After crashing through Caribbean, two major storms are expected to hit Louisiana within 48 hours of each other. First up is Marco, which made landfall near the mouth of the Mississippi River yesterday.
Close behind
is Laura, a tropical storm that’s expected to morph into a Category 2
hurricane before thrashing Louisiana in the coming days.
Back-to-back
storms are as far on the freak weather event spectrum as fire
tornadoes, and their arrival in the middle of a pandemic spells trouble for one of the U.S.’ most important oil and gas regions.
The Gulf is
home to almost half of U.S. refining operations. When Hurricane Harvey
hit in 2017, about a quarter of the country's refining capacity was
paused, sending gas prices soaring. This time around, oil and gas
companies shut down roughly 82% of offshore oil production and almost
half of natural gas output.
But a price spike hasn’t followed
The U.S. oil
benchmark was up <1% Monday afternoon.
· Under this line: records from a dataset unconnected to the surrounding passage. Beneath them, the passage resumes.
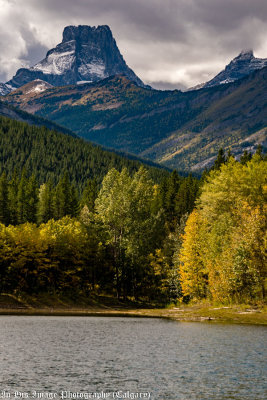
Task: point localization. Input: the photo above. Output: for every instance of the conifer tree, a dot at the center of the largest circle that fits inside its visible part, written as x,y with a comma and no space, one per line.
45,206
21,199
13,198
220,160
4,203
89,194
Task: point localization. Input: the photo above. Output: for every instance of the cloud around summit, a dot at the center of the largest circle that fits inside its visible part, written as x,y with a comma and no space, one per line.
175,43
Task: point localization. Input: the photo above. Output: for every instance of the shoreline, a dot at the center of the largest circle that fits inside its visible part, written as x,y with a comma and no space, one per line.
195,313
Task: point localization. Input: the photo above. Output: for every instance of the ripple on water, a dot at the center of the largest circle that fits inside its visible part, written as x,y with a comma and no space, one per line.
177,361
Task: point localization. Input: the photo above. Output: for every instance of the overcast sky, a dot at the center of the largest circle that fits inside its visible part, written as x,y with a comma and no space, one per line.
168,43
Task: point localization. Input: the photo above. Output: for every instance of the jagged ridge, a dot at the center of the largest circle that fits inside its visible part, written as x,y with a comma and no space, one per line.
85,54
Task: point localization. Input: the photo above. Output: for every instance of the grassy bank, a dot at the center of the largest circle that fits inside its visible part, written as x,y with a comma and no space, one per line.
107,306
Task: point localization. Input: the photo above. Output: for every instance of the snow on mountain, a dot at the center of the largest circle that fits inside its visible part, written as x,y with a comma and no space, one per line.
244,64
85,54
5,89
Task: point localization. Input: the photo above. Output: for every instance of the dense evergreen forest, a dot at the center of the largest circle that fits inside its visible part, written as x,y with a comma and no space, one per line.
47,154
134,234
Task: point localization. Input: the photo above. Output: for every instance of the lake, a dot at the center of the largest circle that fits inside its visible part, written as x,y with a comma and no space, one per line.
105,357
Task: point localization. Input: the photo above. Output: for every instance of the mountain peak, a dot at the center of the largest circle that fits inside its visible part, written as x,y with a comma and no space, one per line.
83,33
242,65
246,53
86,54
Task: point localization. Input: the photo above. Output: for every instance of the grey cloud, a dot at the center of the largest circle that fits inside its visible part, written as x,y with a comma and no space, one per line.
179,42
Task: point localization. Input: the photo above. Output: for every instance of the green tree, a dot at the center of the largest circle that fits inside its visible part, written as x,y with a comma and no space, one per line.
4,201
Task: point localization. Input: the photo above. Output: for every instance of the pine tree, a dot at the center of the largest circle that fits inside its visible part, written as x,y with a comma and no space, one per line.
31,200
89,194
13,198
4,203
22,198
220,160
45,206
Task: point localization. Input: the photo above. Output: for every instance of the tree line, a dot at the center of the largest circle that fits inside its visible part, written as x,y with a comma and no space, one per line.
55,239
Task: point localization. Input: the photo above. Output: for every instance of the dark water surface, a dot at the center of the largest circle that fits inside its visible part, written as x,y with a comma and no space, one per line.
171,360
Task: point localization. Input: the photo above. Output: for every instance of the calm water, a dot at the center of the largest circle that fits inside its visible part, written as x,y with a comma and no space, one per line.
171,360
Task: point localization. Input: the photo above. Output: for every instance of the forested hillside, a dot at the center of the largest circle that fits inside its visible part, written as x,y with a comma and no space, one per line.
183,130
47,154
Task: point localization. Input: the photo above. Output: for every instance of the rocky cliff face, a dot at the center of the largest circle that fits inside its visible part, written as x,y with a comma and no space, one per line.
244,64
5,89
85,54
While Marco and Laura will
disrupt production, refiners were already running under capacity as the
pandemic cramped demand and excess supplies neared record highs.
Zoom out:
It’s revealing that a historic dual-storm event in the Gulf Coast
doesn't appear to be enough to muster a rally in gasoline and diesel
prices.
Then again, it’s been a topsy turvy year
The
international crude oil benchmark was down last week after major
producers said recovery from COVID-19’s suckerpunch has been “slower than anticipated.”
Two things
to blame are rising cases in Europe, which is hurting demand, and OPEC+
producers relaxing this summer's output cuts, which is boosting
supplies.
Big picture: Marco
and Laura could do some serious damage in Louisiana. But 2020’s
potpourri of unexpected macroeconomic conditions means the impact to
supplies and prices should be limited.